Because of this openness, when Dima was placed in my lap for the first time, I did not shy away from him because he had cerebral palsy. Instead, my heart melted with love. He was 2 1/2 years old, weighed only 15 lbs. and could not even walk — but none of that mattered. I knew he was mine! My heart overflowed with joy as I whispered in his ear that I wouldn’t be leaving Ukraine without him. My husband had a similar experience with our younger son, Leks. Leks was 20 months old, weighed 14 lbs., and was also diagnosed with cerebral palsy. He couldn’t hold his head up, had no use of his arms or legs, and, according to the orphanage doctors, he was blind. This did little to detour my husband from opening his heart to this little guy even though Leks pee’d all over him when they unwrapped him on his lap!

We had the opportunity to meet many children at the orphanage that day and would have loved to take all of them home with us if it had been possible. One girl in particular left an impression on us that would stay with us as we traveled back to the United States. Her name was Lena. She was beautiful with a head full of fine, curly blonde hair, a huge smile, and legs obviously affected by cerebral palsy. While we left the Ukraine with only our two little boys, we carried the memory of this sweet little girl with us as we headed home.

During the first 3 years at home with our boys, I requested and received news about Lena from non-profit workers and adoptive families traveling to the orphanage. In June of 2005, we found out that Lena had aged out of the baby orphanage and was going to be transferred to an institution due to her cerebral palsy. This was very sad and frightening news. We were all too aware that children transferred to the institution did not receive any type of education and, due to very poor living conditions, usually died within a year. This was heartbreaking to hear because although Lena was not yet our daughter, we still loved her.
It didn’t take long for my husband Jimmie and I to make the decision to adopt Lena. We raised the funds to adopt her in just four short months, and when we were reunited with Lena, the joy on her face confirmed that we had made the right decision. She was used to calling her caregivers Mama, but after our first meeting, that special name was reserved only for me. I felt blessed and proud to carry that title. After 28 days in Ukraine, we arrived home and united our family for the first time. It was amazing to watch the boys and Lena interact. They accepted her as if she had always been a part of our family, and she acted as if this had always been her home, never looking back.

Even though our children were all adopted from the same orphanage, they had never been in the same rooms, essentially making them strangers. It was truly a miracle to see how our family became one when Lena came home. It was as if we were always meant to be together.

Recently, my grandfather passed away. Their individual reactions summed up their personalities and what makes me so proud of each of them. Dima asked if Grandpa Ezra was in Heaven now and, “How long did it take him to get there?” My daughter Lena was sad and said her heart was breaking and wanted to know how many pieces my heart was in. My youngest, Leks was immediately concerned about his Grandma Lois and wanted to make sure she was okay because Grandpa was no longer with her.
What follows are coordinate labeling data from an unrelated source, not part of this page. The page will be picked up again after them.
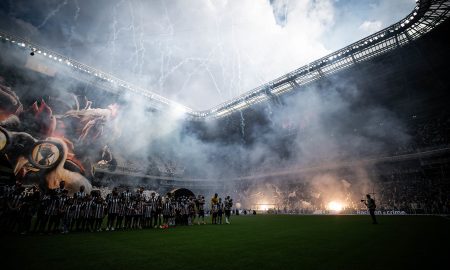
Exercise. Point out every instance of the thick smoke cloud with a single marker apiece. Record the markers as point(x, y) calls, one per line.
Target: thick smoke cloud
point(198, 51)
point(329, 124)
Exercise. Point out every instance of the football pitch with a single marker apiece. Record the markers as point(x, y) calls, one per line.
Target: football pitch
point(250, 242)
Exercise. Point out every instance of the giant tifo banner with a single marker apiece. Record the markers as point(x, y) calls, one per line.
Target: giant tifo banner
point(50, 141)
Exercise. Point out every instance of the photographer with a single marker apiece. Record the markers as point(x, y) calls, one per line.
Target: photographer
point(370, 203)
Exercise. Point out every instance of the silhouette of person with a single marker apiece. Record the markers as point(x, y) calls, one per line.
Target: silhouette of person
point(370, 203)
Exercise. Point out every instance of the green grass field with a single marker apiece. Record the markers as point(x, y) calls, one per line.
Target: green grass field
point(250, 242)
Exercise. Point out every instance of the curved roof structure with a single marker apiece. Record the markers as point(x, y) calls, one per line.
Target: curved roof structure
point(426, 15)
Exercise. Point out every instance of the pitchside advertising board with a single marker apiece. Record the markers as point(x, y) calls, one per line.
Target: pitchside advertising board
point(363, 212)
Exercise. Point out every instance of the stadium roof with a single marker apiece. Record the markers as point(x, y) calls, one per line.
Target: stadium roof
point(426, 15)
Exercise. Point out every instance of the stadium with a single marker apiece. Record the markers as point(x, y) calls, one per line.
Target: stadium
point(342, 162)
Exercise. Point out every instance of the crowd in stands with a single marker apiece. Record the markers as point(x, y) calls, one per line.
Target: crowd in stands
point(24, 210)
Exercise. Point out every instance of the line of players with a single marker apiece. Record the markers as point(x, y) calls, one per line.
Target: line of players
point(56, 211)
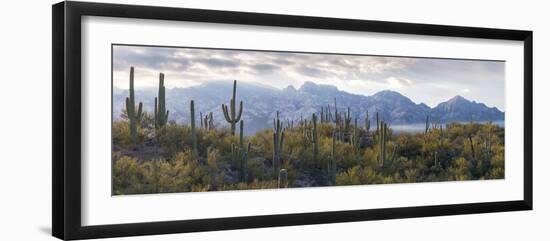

A few weeks after arriving home, I received word that the orphanage director was looking to better the lives of the special needs children in the orphanage. He asked for any information I could provide on the therapies that our children received. I spoke with Leks’ physical therapist, Kym Hannah, co-owner of Children’s Therapy T.E.A.M. about the possibility of taking a trip to Ukraine. She was immediately interested, so in March of 2006, Kym Hannah, Karen Hairston, and I travelled to Ukraine to work with the children. That trip was monumental because not only were we able to make a lasting impact with the way the special needs children in the orphanage were viewed and worked with, Kym and Karen also met their future “adoptee” children who also have cerebral palsy.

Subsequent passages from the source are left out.